States also would gain far greater discretion over the amounts and terms of their welfare payments.

“They are trying to devolve responsibility for making those decisions to the state and local governments,” said Susan Tanaka, vice president of the Committee for a Responsible Federal Budget, a bipartisan research group dedicated to ending deficits.

“States that decide these activities are important could replace (federal subsidies) through higher taxes or by altering priorities.

“Or they might decide they just don’t need those (subsidized programs) because they’re not high enough priority; it’s like free money from Washington,” Tanaka said.

The driving goal of the GOP plan is to eliminate federal deficits by 2002. Eventually, that should benefit all Americans indirectly, most economists agree, by lowering interest rates and spurring private investment in a more-dynamic economy.

Yet some Americans would benefit more than others under the GOP plan, and some would sacrifice more.

The GOP deal “would get to a balanced budget through disproportionately hitting programs that assist low-income people. The so-called bonus from the proposal through increased tax breaks will disproportionately benefit wealthy Americans,” said Isaac Shapiro of the Center on Budget and Policy Priorities, a liberal research center.

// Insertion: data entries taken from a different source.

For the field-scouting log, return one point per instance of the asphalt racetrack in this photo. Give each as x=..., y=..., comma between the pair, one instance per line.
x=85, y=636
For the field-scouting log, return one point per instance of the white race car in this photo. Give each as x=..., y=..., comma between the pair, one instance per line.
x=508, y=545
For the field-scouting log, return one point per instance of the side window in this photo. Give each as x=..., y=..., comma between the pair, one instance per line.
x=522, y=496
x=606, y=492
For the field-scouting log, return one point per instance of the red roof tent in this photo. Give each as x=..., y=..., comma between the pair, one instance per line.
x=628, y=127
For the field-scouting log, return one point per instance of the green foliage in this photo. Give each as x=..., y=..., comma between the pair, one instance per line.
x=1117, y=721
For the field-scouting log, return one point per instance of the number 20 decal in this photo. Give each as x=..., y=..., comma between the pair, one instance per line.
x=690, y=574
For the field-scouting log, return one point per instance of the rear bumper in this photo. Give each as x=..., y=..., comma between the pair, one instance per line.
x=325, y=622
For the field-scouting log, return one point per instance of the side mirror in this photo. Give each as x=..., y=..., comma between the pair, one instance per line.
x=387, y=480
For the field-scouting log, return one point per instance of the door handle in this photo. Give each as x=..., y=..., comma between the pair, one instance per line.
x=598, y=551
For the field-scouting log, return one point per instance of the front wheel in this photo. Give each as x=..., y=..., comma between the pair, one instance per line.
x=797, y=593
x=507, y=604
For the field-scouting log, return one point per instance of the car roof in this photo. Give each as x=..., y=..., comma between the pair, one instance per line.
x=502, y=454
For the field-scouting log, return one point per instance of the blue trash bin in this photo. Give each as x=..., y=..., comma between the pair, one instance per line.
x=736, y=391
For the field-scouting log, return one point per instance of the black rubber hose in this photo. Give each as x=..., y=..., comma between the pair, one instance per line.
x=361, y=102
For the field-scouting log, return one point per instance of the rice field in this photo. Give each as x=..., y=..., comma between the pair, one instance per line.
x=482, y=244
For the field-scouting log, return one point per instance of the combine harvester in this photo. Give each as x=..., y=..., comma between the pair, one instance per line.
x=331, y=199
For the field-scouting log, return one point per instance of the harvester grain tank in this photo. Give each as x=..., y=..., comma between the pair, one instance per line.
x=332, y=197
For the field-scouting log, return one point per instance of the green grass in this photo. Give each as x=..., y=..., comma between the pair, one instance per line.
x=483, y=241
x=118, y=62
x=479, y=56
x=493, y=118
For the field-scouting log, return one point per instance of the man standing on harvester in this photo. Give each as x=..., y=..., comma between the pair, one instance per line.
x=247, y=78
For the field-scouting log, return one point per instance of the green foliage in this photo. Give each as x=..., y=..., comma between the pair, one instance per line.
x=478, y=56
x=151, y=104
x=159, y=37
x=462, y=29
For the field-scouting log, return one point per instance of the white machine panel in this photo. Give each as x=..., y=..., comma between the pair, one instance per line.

That conclusion is based partly on the GOP plan’s call to slash $190 billion over seven years from spending on domestic programs such as education, job training, environmental protection and grants to state and local governments.

But Dan Mitchell, an analyst at the Heritage Foundation, a conservative think tank, challenges liberals who say spending cuts will fall disproportionately upon the poor.

“If you believe as we do at Heritage that a smaller government will lead to a stronger economy, then even people who in the short term might wind up with fewer dollars in their pockets (because of the GOP deal), even those people should wind up better in the long term because the economy is growing stronger.”